HUBUNGAN AKHLAK TASAWUF DAN ILMU JIWA - Mencari Pendidikan

HUBUNGAN AKHLAK TASAWUF DAN ILMU JIWA


Mata Kuliah : Akhlak Tasawuf

Yang disusun oleh :
  1. Aenun Rimadhani Aryza
  2. Dewi Hamidah
  3. Dinni Amalia Sulthan 
  4. Nur Hidayah
  5. Kartisa 
  6. M. Hilman Ismatullah 
Diajukkan untuk Tugas Ter-struktur mata kuliah AKHLAK TASAWUF



JIKA INGIN MENG-COPY, JANGAN LUPA BERI SUMBERNYA... TERIMA KASIH.

PEMBAHASAN 


A. PENGERTIAN TASAWUF

Pengertian Tasawuf secara etimologi berarti barisan, karena kaum sufi mempunyai iman kuat, jiwa bersih, ikhlas, dan senantiasa memilih barisan yang paling depan dalam shalat berjamaah atau dalam perang suci. 

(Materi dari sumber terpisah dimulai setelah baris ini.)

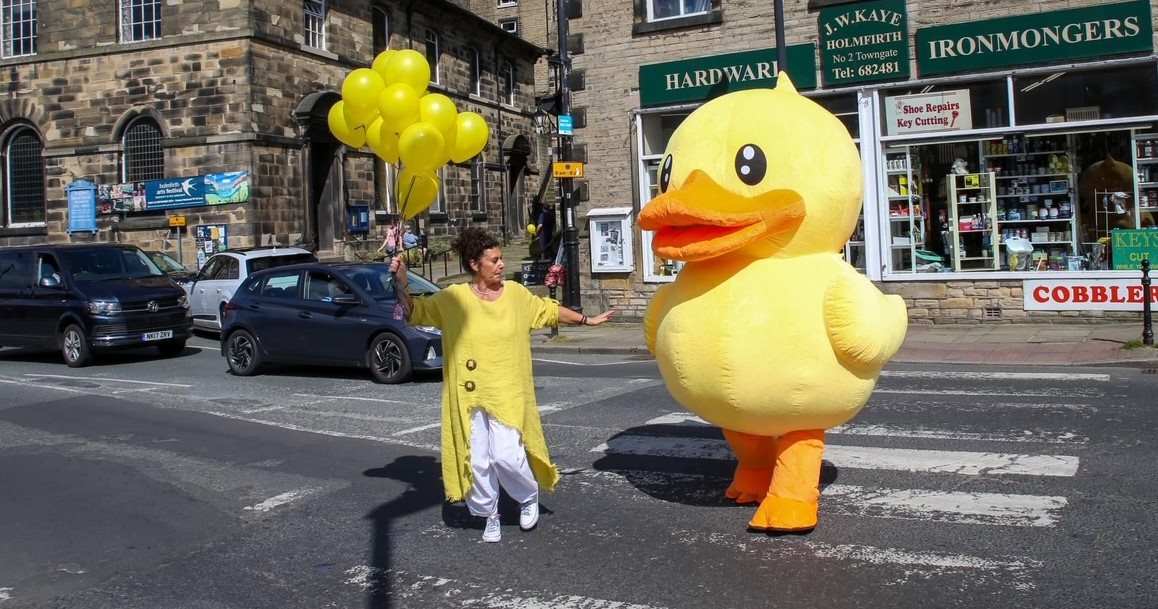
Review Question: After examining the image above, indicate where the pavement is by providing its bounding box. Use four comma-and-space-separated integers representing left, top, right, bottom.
533, 321, 1158, 368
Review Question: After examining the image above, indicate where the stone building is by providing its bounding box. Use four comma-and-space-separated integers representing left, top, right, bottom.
0, 0, 545, 264
570, 0, 1158, 323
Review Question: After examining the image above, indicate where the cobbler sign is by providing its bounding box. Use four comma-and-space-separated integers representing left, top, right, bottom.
1023, 276, 1158, 311
885, 89, 973, 135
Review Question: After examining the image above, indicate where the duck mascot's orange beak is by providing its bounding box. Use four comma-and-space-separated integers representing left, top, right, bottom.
639, 169, 805, 262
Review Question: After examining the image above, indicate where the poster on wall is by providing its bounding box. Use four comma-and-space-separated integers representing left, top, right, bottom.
816, 0, 909, 87
193, 225, 229, 269
885, 89, 973, 135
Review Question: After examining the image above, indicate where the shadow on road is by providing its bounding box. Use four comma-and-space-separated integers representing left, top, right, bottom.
593, 425, 840, 507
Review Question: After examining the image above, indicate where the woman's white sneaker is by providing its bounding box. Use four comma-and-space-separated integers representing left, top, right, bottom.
519, 498, 538, 530
483, 513, 503, 543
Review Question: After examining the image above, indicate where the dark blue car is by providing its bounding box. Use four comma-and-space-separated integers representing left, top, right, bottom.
221, 264, 442, 383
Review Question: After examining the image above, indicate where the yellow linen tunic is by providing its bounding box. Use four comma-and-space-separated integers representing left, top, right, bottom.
410, 281, 559, 501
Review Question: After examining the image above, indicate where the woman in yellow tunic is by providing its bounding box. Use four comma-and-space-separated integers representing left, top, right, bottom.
391, 228, 611, 542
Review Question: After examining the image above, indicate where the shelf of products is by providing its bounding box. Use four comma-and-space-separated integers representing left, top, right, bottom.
981, 135, 1078, 271
885, 146, 928, 270
945, 173, 998, 271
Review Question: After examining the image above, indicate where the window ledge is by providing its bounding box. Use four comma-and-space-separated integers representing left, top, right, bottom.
0, 225, 49, 237
631, 8, 724, 36
299, 44, 342, 61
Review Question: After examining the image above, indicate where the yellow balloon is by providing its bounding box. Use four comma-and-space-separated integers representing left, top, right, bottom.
418, 93, 459, 138
342, 67, 386, 109
386, 49, 431, 95
395, 168, 439, 220
369, 49, 397, 82
342, 104, 378, 129
325, 102, 366, 148
378, 82, 419, 133
398, 123, 446, 170
450, 112, 491, 163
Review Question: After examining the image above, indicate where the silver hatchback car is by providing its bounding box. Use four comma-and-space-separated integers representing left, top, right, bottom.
183, 248, 317, 332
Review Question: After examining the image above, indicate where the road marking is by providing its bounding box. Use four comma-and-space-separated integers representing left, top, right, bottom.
530, 358, 652, 367
294, 394, 415, 405
390, 423, 442, 438
591, 435, 1079, 477
880, 370, 1109, 383
577, 469, 1069, 527
244, 489, 321, 512
644, 412, 1090, 445
201, 410, 442, 453
24, 374, 192, 389
0, 379, 93, 395
873, 388, 1106, 397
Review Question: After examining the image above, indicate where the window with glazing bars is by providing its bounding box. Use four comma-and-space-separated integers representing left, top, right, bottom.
306, 0, 325, 51
0, 0, 37, 58
120, 0, 161, 43
3, 129, 44, 226
123, 118, 164, 182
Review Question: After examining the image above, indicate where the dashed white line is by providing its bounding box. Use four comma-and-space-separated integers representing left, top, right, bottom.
24, 373, 192, 389
244, 489, 321, 513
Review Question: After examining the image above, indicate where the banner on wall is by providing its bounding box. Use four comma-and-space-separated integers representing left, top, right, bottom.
885, 89, 973, 135
97, 171, 249, 215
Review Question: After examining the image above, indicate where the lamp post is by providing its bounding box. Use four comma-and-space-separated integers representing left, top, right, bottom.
772, 0, 789, 75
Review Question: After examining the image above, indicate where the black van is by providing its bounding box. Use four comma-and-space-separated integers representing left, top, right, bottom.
0, 244, 193, 367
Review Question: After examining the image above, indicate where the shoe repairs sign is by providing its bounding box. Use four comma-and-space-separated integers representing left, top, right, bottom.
1023, 279, 1158, 311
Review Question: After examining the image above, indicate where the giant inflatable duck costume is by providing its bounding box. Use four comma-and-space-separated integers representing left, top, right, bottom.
639, 73, 908, 531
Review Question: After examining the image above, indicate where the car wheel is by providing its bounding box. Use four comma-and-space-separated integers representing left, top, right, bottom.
60, 324, 93, 368
366, 332, 410, 384
225, 330, 262, 376
156, 338, 185, 358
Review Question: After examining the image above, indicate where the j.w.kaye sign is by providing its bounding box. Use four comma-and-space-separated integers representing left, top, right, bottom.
916, 0, 1153, 76
818, 0, 909, 87
639, 44, 816, 107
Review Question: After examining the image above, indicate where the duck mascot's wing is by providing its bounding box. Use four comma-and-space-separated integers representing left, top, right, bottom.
824, 269, 909, 373
644, 284, 672, 354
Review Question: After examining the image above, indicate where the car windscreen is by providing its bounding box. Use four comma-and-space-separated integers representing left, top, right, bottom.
59, 248, 164, 281
148, 251, 185, 273
338, 264, 439, 300
245, 254, 317, 274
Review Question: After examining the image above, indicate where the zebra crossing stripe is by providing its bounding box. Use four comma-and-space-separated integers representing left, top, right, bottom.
592, 435, 1078, 477
880, 370, 1109, 383
645, 412, 1090, 445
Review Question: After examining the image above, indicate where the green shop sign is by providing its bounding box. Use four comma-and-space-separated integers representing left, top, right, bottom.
1111, 228, 1158, 271
916, 0, 1153, 76
818, 0, 909, 87
639, 43, 816, 108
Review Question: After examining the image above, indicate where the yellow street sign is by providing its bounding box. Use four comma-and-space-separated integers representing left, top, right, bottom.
552, 161, 585, 177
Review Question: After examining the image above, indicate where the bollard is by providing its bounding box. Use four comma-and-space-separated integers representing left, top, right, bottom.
1142, 259, 1155, 346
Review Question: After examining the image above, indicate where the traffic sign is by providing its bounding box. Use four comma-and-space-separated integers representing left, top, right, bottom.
551, 161, 586, 177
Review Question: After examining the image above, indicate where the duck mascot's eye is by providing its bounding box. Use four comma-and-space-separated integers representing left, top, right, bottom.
659, 154, 672, 192
735, 144, 768, 186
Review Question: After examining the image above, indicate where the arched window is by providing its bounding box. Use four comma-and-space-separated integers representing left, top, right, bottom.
120, 117, 164, 182
2, 127, 44, 228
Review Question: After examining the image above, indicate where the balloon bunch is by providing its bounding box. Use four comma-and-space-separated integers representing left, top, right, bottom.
328, 49, 490, 220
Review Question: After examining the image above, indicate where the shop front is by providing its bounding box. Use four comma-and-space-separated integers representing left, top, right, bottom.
637, 0, 1158, 323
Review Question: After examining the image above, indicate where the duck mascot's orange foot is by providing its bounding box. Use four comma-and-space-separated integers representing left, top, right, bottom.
639, 74, 908, 531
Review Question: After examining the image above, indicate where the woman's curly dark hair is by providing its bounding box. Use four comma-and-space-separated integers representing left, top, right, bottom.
450, 228, 499, 273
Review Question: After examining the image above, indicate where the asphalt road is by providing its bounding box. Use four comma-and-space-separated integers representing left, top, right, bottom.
0, 339, 1158, 609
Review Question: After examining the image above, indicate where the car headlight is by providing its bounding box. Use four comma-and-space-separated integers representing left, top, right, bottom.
88, 300, 120, 315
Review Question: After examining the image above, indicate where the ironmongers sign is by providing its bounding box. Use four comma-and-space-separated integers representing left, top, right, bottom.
819, 0, 909, 87
916, 0, 1153, 76
639, 44, 816, 107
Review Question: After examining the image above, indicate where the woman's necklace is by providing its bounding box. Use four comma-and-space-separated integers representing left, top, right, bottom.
470, 281, 503, 300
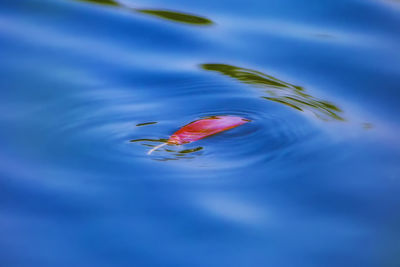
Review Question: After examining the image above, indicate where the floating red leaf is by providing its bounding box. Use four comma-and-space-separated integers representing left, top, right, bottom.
147, 116, 250, 155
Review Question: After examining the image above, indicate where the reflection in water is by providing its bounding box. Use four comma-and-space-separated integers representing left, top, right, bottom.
136, 9, 213, 25
73, 0, 213, 25
130, 138, 203, 161
78, 0, 122, 6
201, 64, 344, 121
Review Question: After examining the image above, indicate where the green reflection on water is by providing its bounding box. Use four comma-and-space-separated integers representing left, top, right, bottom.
136, 9, 213, 25
76, 0, 213, 25
200, 64, 344, 121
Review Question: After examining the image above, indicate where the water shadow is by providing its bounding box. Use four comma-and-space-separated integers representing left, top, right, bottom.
76, 0, 214, 26
200, 64, 345, 121
130, 138, 203, 161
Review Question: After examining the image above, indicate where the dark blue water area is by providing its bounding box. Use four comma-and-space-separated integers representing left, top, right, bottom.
0, 0, 400, 267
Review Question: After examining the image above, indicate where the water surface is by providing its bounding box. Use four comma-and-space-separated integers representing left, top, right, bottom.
0, 0, 400, 267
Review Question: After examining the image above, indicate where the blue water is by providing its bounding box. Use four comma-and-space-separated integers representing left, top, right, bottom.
0, 0, 400, 267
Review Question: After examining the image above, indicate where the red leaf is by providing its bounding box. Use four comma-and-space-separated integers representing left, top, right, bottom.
147, 116, 250, 155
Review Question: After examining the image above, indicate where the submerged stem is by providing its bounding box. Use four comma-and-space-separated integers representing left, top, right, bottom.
147, 143, 168, 155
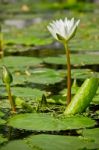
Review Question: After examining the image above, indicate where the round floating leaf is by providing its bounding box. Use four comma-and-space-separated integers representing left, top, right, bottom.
82, 128, 99, 145
0, 140, 32, 150
12, 87, 45, 99
27, 68, 63, 85
0, 134, 7, 144
0, 118, 6, 125
0, 111, 4, 117
1, 134, 99, 150
0, 56, 42, 69
44, 54, 99, 66
26, 134, 99, 150
8, 113, 96, 131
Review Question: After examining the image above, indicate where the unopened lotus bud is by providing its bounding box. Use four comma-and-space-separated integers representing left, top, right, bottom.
2, 66, 13, 84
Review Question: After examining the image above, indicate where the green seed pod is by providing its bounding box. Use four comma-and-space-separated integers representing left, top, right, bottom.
2, 66, 13, 84
64, 78, 99, 115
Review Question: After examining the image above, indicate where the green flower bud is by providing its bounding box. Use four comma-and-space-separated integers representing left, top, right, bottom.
2, 66, 13, 84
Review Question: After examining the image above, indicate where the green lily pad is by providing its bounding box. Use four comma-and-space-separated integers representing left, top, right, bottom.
0, 134, 7, 145
82, 128, 99, 144
0, 87, 45, 100
26, 134, 99, 150
27, 69, 63, 85
1, 134, 99, 150
0, 118, 6, 125
8, 113, 96, 131
0, 140, 32, 150
0, 111, 4, 117
0, 56, 42, 69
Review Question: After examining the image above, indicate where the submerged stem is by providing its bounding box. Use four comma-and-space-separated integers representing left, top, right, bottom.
6, 84, 16, 112
64, 43, 71, 105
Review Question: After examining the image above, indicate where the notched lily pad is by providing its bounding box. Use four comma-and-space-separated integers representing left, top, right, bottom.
0, 134, 7, 145
0, 56, 42, 68
8, 113, 96, 131
44, 54, 99, 66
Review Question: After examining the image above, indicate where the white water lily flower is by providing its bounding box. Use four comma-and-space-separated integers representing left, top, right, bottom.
47, 18, 80, 42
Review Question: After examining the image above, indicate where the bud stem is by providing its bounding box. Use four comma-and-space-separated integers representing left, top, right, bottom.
6, 84, 16, 113
64, 42, 71, 105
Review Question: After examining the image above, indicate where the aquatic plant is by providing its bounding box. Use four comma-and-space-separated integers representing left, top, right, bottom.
2, 66, 16, 112
47, 18, 80, 105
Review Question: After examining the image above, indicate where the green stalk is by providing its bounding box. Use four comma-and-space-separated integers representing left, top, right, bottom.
6, 84, 16, 113
64, 43, 71, 105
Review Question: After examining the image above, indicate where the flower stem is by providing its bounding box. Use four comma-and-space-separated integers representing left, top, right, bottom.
6, 84, 16, 113
64, 43, 71, 105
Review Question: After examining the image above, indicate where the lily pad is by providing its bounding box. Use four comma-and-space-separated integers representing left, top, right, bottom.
1, 134, 99, 150
0, 134, 7, 145
8, 113, 96, 131
0, 56, 42, 69
44, 54, 99, 66
0, 140, 32, 150
82, 128, 99, 144
0, 118, 6, 125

Pengertian Tassawuf secara terminology menurut Syekh Muhammad Al-Kurdy berarti suatu ilmu yang dengannya dapat diketahui hal ikhwal (perbuatan) kebaikan dan keburukan jiwa, cara membersihkannya dari (sifat-sifat yang buruk) dan mengisinya dengan sifat-sifat terpuji, cara melakukan suluk, melangkah menuju keridhaan Allah dan meninggalkan larangan-Nya. 

B. PENGERTIAN ILMU JIWA

Ilmu Jiwa adalah ilmu yang membahas tentang gejala-gejala dan aktifitas kejiwaan manusia. Hanya saja ilmu jiwa yang dimaksud dalam tassawuf  adalah jiwa muslim, yang tentunya tidak lepas dari sentuhan-sentuhan keislaman. Dari sinilah tassawuf kelihatan identik dengan unsur kejiwaan manusia muslim.

C. ILMU JIWA DALAM TASSAWUF

1. Mencintai Allah (Mahabbah)

Dengan munculnya gerakan dan ajaran tasawuf, pemahaman tentang cinta Allah menyesuaikan dengan watak para perintis ajaran tasawuf yang mengutamakan sikap tawakal mutlak (tanpa ikhtiar) dan rela menerima segala derita sebagai anugerah Tuhan.

Adapun sebab yang mendorong timbulnya rasa cinta menurut pendapat Imam al-Ghazali ada lima, yaitu :
  • 1) Cinta seseorang terhadap keberadaan dirinya, kesempatan dan kelanggengannya
  • 2) Cinta pada orang yang berbuat baik pada dirinya, yakni kembali bagi kelangsungan keberadaan dirinya, yang menentukan kelanggengan dan melenyapkan bencana bagi dirinya
  • 3) Cinta pada orang yang bertabiat baik, walaupun tidak berbuat baik pada dirinya
  • 4) Mencintai sesuatu yang memang indah, baik aspek lahir ataupun aspek batinnya
  • 5) Cinta lantaran antara dirinya dia ada kecocokan tersembunyi dalam hatinya.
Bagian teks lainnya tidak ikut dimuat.